Yes, this seems like a correct analysis. As far as I can tell, we're behaving
correctly here. It might be worth turning down our STUN timeouts, but part
of the point of trickle ICE is that you don't need to wait for the end of
candidates.
Why no delay on OSX?

(In reply to Byron Campen [:bwc] from comment #7)
> It seems that you have some extra interfaces that can't reach the STUN server. What are those, anyway?

Can you point to them? I would like to know as well.
Attachment #8614457 - Attachment mime type: text/x-log → text/plain
(In reply to Jan-Ivar Bruaroey [:jib] from comment #9)
> Why no delay on OSX?
> 
> (In reply to Byron Campen [:bwc] from comment #7)
> > It seems that you have some extra interfaces that can't reach the STUN server. What are those, anyway?
> 
> Can you point to them? I would like to know as well.

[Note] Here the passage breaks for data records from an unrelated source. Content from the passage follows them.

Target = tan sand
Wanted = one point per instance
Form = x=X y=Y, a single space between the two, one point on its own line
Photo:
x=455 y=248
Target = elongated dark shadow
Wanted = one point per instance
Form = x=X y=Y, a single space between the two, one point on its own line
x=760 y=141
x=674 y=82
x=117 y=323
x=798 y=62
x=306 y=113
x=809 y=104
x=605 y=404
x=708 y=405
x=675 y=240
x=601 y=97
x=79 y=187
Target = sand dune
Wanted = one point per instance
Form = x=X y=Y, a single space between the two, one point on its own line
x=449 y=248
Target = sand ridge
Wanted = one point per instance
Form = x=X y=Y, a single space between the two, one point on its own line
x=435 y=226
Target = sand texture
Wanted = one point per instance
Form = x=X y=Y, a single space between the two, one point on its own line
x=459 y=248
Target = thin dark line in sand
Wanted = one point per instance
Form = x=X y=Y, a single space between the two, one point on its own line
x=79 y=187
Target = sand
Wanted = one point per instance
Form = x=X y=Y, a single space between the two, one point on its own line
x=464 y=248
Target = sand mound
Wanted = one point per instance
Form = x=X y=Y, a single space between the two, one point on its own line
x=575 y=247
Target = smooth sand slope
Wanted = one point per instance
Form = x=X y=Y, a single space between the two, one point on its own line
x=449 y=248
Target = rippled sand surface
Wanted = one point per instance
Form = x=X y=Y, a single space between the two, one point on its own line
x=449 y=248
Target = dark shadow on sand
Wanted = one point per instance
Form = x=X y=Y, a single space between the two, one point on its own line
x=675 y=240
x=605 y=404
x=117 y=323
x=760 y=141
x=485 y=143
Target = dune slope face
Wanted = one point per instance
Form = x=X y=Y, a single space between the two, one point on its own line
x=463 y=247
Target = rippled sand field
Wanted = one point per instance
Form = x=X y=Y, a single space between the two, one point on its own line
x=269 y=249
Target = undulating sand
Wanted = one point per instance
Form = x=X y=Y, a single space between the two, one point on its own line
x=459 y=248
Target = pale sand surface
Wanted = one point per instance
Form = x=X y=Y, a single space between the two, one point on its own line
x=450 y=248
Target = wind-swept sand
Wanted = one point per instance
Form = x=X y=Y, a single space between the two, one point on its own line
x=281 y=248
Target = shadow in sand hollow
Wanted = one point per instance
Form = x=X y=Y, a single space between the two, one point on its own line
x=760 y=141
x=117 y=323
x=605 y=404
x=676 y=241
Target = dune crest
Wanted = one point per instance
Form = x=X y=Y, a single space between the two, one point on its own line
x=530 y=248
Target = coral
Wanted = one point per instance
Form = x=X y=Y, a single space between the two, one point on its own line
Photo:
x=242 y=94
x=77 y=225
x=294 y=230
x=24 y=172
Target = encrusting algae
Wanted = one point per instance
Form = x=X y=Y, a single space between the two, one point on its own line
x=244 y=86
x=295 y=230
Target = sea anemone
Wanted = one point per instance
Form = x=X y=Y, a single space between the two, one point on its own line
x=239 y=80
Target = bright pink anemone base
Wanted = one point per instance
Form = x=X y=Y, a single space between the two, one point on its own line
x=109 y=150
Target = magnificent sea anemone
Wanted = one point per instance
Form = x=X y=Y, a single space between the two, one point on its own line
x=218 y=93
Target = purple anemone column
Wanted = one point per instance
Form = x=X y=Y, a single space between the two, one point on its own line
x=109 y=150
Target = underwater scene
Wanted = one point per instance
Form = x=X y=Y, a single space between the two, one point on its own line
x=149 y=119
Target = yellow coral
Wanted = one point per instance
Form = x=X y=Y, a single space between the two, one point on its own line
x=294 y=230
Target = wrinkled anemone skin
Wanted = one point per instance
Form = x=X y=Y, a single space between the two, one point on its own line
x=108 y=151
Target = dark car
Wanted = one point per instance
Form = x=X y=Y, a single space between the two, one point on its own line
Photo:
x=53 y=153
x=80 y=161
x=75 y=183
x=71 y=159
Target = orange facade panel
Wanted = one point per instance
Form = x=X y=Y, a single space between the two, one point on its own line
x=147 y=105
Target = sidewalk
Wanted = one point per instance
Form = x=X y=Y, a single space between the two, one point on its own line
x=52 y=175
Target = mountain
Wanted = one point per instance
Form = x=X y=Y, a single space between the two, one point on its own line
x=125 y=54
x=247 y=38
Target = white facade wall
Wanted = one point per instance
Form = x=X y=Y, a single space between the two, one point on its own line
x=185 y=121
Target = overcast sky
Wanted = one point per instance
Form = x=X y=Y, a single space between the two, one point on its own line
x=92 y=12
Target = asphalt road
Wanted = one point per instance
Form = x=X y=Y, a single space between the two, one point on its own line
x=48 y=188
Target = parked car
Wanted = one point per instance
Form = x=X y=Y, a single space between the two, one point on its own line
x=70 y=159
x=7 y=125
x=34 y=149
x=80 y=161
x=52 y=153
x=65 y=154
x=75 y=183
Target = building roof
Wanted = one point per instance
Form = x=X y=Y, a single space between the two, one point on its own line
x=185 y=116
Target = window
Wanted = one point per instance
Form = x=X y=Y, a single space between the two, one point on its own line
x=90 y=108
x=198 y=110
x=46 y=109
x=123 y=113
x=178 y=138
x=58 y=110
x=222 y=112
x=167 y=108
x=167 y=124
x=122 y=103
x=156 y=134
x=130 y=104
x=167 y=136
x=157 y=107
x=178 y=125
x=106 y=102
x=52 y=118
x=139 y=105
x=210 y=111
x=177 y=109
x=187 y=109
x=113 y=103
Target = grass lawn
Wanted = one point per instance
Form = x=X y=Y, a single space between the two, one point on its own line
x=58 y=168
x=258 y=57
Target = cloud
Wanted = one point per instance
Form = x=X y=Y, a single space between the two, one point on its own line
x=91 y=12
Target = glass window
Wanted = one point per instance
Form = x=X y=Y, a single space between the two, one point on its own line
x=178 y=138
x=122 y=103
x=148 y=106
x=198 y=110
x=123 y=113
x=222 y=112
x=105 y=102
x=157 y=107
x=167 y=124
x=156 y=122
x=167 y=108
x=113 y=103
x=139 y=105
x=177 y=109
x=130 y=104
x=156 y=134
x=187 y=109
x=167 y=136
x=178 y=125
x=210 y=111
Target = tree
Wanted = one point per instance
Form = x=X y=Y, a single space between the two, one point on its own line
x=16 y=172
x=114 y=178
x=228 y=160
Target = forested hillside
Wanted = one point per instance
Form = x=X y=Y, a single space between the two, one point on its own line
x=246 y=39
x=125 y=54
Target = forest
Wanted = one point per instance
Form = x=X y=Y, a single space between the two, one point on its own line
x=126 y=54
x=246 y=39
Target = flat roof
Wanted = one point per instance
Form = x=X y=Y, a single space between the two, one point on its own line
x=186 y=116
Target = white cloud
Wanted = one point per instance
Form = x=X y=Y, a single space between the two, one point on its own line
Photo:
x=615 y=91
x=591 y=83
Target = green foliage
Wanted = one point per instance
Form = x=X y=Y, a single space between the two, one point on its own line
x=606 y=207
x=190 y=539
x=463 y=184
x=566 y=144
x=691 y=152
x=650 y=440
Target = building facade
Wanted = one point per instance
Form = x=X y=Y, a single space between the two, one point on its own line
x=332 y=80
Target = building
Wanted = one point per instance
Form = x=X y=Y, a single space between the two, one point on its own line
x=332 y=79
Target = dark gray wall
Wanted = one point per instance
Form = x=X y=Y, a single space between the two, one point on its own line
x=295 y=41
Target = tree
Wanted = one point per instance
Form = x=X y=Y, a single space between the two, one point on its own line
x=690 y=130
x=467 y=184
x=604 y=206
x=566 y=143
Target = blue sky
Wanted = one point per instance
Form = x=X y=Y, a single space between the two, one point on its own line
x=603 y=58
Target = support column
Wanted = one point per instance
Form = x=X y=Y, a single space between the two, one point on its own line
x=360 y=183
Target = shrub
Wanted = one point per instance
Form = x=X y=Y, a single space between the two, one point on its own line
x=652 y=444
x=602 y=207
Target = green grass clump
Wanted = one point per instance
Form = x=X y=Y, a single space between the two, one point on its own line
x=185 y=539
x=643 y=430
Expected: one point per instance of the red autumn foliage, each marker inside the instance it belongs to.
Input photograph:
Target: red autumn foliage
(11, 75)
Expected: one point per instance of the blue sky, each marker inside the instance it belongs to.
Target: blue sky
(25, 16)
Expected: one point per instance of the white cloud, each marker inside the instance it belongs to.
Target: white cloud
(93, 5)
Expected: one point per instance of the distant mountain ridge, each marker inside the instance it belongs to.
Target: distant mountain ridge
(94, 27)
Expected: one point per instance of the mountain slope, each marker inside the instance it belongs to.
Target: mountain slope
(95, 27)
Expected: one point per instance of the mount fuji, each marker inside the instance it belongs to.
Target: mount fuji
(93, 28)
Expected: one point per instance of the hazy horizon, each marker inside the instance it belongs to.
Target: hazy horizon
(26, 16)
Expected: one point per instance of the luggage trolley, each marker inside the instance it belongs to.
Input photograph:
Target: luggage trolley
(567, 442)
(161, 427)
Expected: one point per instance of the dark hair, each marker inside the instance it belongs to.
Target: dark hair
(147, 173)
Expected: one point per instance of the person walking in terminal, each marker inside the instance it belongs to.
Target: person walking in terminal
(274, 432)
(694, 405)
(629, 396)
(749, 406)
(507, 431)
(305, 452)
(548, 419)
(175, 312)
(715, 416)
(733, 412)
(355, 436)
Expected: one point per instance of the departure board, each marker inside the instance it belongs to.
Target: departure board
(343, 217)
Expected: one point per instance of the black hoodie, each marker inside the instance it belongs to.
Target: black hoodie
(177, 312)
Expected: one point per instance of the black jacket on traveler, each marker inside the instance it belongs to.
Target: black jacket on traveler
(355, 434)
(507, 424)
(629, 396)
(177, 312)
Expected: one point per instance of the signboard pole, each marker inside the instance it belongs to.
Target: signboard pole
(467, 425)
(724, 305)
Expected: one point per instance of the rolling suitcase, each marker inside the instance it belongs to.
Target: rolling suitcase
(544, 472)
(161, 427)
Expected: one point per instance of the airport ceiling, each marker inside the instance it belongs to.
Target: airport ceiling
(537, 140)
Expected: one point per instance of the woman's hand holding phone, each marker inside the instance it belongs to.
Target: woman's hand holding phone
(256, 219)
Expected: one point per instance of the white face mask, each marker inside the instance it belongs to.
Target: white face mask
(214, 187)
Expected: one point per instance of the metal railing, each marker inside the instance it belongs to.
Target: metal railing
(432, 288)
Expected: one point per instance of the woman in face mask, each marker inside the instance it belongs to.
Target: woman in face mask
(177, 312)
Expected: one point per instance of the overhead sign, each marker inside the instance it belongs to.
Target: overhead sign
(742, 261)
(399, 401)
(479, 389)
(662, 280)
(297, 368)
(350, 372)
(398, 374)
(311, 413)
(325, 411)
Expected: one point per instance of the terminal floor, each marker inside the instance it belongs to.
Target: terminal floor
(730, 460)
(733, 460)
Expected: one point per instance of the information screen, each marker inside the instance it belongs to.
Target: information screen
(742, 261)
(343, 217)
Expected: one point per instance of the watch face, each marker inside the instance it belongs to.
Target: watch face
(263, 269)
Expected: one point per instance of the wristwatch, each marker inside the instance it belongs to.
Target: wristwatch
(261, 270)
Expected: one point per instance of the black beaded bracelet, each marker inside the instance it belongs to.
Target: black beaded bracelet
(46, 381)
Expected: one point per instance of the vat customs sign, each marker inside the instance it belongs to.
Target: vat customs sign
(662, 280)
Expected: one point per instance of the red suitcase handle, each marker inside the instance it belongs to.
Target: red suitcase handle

You have 4 host candidates there, each with a different IP address. The only one that seems to be working is 192.168.1.5 (see the raddr in the srflx candidate).
only impacting VM's (dev/test) - so not hitting main user base.  can we identify vm interfaces and default to not include them - but behind pref for testing/dev for edge case.

ultimately this is how ICE works, could be issue for gateways that don't interface with trickle ICE.
backlog: --- → webRTC+
Rank: 45
Priority: -- → P4
Whiteboard: [tech-debt]
(In reply to :shell escalante from comment #11)
> only impacting VM's (dev/test) - so not hitting main user base.  can we
> identify vm interfaces and default to not include them - but behind pref for
> testing/dev for edge case.

This doesn't seem like a great idea. Lots of people run VMs and
unless you deliberately don't do trickle, there's no problem.


> ultimately this is how ICE works, could be issue for gateways that don't
> interface with trickle ICE.

They can implement their own timers.
Thanks for the investigation. I agree it's only corner-case scripts that wait for null candidate that will run into this, and it seems to me that those scripts can easily be tuned to time out sooner by some formula of time and candidates found, once they learn about this problem with VMs.

I suppose the remaining question is, with this information, whether we find it valuable to tune our STUN timeouts to more align with Chrome's? Or are we good?
Summary: onicecandidate(null) takes 20+ seconds to fire on Windows+Linux, vs. instant on OSX, vs. faster in Chrome → onicecandidate(null) takes 20 seconds longer to fire on systems with VMs (vs. Chrome only takes 10 seconds longer)
Mass change P4->P5 to align with new Mozilla triage process.